Space in Waiting

"They were both righteous before God, blameless in their observance of all the Lord’s commandments and regulations. They had no children because Elizabeth was unable to become pregnant and they both were very old."
[ Luke 1:6-7 ]

In the Christian tradition, the new year begins with the season of Advent, which strangely enough, is a season of waiting. If I'm honest, I'm uneasy at best when asked to wait. I remember the month before Andrea and I got married, I was nervous--waiting amid the excitement and joy of that summer. Other times, life has flat-out forced me to wait in agony, wondering if I was cursed by God or worse. Seasons of waiting and anticipation happen in life whether desired or dreaded. But, I think waiting does something within us that nothing else is able to accomplish.

Waiting creates space.

The Gospel of Luke is fascinating in the context of Advent because the storyteller immerses us immediately into a season of waiting, both as readers and in the lives of the characters. The narrative doesn't begin with Jesus. Instead, we meet an elderly couple, Zechariah and Elizabeth, on a journey that's rupturing with anticipation and disappointment. They share a deep devotion to God as well as the sorrow and shame that accompanied being barren in an ancient society. Now, at their ages, the chances of having children are all but impossible, leaving us to imagine those long years marred by the anxiety of their waiting. Where is God's favor? Why did this not happen for us? How are we to continue our faithful lives for a God that's forgotten us?

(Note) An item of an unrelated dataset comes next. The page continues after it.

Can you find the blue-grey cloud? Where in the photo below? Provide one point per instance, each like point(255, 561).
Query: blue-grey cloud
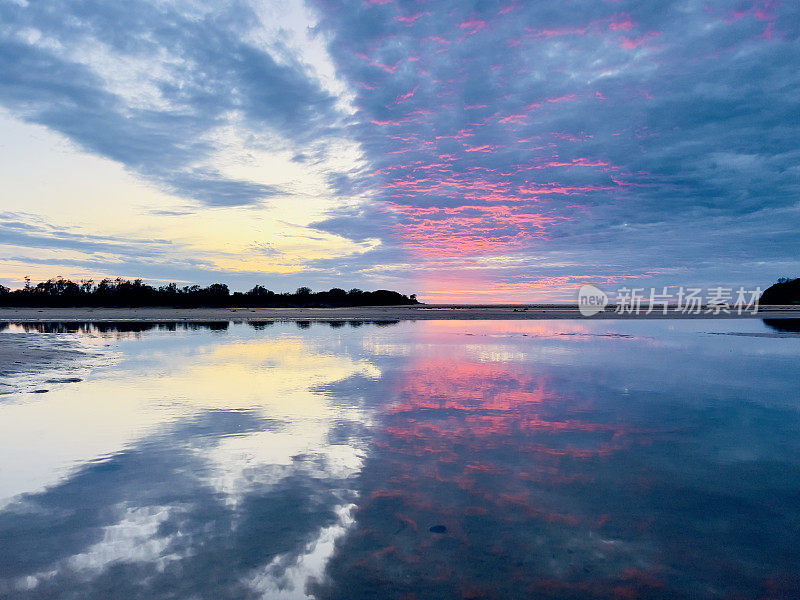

There are conflicting opinions about Advent's importance, or lack thereof, in Christianity today. Some insist that it isn't helpful (or even ridiculous) to spend this season in waiting and expectation of someone (Jesus) and something (the Kingdom of God) we already agree happened! However, it seems to me that it was at least important for the author of Luke's Gospel to immerse the audience in an experience of expectation before anything else. We know the feeling of waiting, doubt, and anxiety all too well, which may be reason enough to acknowledge it for a season each year. More importantly, though, I find that Advent is particularly necessary because this season of waiting actually creates the space within us and our world for God to come and inhabit.

In the season of Advent, may we accept the invitation to anticipate both the Christ-child and the second coming of Christ, and may we wait with an intention that God is imagining a new world and forming new spaces within us amid feelings of loss and loneliness. May we wait to experience God in the most unlikely places as we also anticipate our future encounter with God's promise of an entire universe reconciled to love, peace, and justice.

Question: What spaces may God be creating during this season?